Entre la tragedia y el vodevil. La Comisión Europea y el laboratorio AstraZeneca se han enzarzado en una guerra sin cuartel en la que resulta difícil adivinar si será posible fumar la pipa de la paz. El día comenzó ayer con confusión y medias verdades. Bruselas filtraba que el laboratorio había decidido dejar plantados a los representantes europeos en la cita prevista para la tarde de ayer, una información que después era desmentida por el laboratorio que finalmente sí acudió al encuentro para dar explicaciones sobre los retrasos en el suministro de vacunas. Pero lejos de volver las aguas a su cauce con este anuncio de asistencia, la comisaria de Sanidad, Stella Kyriakides, salió ayer en rueda de prensa a desmontar los argumentos de la compañía para justificar estas demoras.

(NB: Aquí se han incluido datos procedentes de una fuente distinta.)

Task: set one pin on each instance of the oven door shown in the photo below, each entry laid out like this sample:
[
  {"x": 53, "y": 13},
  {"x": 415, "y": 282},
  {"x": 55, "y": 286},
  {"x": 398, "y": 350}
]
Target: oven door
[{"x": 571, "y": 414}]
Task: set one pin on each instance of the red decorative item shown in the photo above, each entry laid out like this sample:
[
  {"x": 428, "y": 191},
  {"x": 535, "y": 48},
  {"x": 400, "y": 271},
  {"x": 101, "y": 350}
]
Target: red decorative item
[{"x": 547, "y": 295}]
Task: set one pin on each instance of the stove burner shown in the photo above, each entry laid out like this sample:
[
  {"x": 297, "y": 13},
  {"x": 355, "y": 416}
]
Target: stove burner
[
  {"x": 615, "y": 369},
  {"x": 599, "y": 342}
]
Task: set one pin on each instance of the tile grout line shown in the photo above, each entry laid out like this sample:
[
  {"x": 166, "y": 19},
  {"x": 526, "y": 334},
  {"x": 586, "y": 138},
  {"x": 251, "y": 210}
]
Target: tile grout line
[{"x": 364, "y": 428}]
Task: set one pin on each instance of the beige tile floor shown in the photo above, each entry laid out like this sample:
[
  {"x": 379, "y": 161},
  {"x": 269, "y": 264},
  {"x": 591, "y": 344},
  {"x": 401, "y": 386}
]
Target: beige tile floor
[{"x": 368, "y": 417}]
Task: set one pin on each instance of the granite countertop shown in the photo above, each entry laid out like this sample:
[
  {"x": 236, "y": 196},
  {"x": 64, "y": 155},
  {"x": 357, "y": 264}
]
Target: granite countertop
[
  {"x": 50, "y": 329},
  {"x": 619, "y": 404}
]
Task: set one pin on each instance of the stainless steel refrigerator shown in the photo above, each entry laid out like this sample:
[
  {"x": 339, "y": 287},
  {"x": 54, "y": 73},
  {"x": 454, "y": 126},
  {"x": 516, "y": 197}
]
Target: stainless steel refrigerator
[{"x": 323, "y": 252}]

AstraZeneca asegura que los Veintisiete firmaron su contrato tres meses después que Reino Unido lo que explica el retraso en las entregas y que, «desgraciadamente», están teniendo problemas en la fabrica situada en Bélgica, la que debe proveer de dosis a los países europeos. Además, según el laboratorio, en el contrato no hay comprometidos un número específico de dosis sino tan sólo una cláusula general que obliga a que la producción sea lo más rápida posible.

Bruselas niega todos estos argumentos. Asegura que en el contrato firmado se estipula que el laboratorio va a poder mantener sus promesas de producción gracias al empleo de sus cuatro plantas, dos en territorio británico, una en Bélgica y otra en Alemania. Según la comisaria, nada impide que AstraZeneca envíe dosis desde sus plantas británicas a los Veintisiete ya que no se trata de unidades de negocio segregadas. «Las plantas de Reino Unido forman parte de nuestro contrato y por eso tienen que cumplir», explica Kyriakides. En cuanto a la prioridad de Reino Unido ya que el convenio fue firmado antes, la comisaria llegó a decir que esa lógica «quizás vale para la carnicería del barrio, pero no en los contratos firmados».

Bruselas cree que AstraZeneca está escondiendo el desvío de las dosis prometidas a la UE a otros países (entre ellos Reino Unido), dispuestos a pagar más dinero. El laboratorio lo niega, pero según recuerdan fuentes diplomática y la propia comisaria «las aduanas no mienten» y Reino Unido está exportando vacunas a otros países, mientras lamenta no poder distribuir el antídoto a los europeos. De hecho, la Comisión Europea quiere tener listo antes de que termine la semana un mecanismo de transparencia para que los laboratorios estén obligados a notificar de manera previa sus exportaciones, aunque esto no significa que Bruselas quiera vetarlas.

Según explican fuentes comunitarias, la UE también puede cerciorarse de que efectivamente se están registrando problemas de producción en la fábrica radicada en Bélgica. De hecho, ya está en contacto con las autoridades del país para que inspeccionen la fábrica. En cuanto a lo estipulado en los contratos sobre el número de dosis, Bruselas presiona ahora a AstraZeneca para que publique el documento sin más secretismo.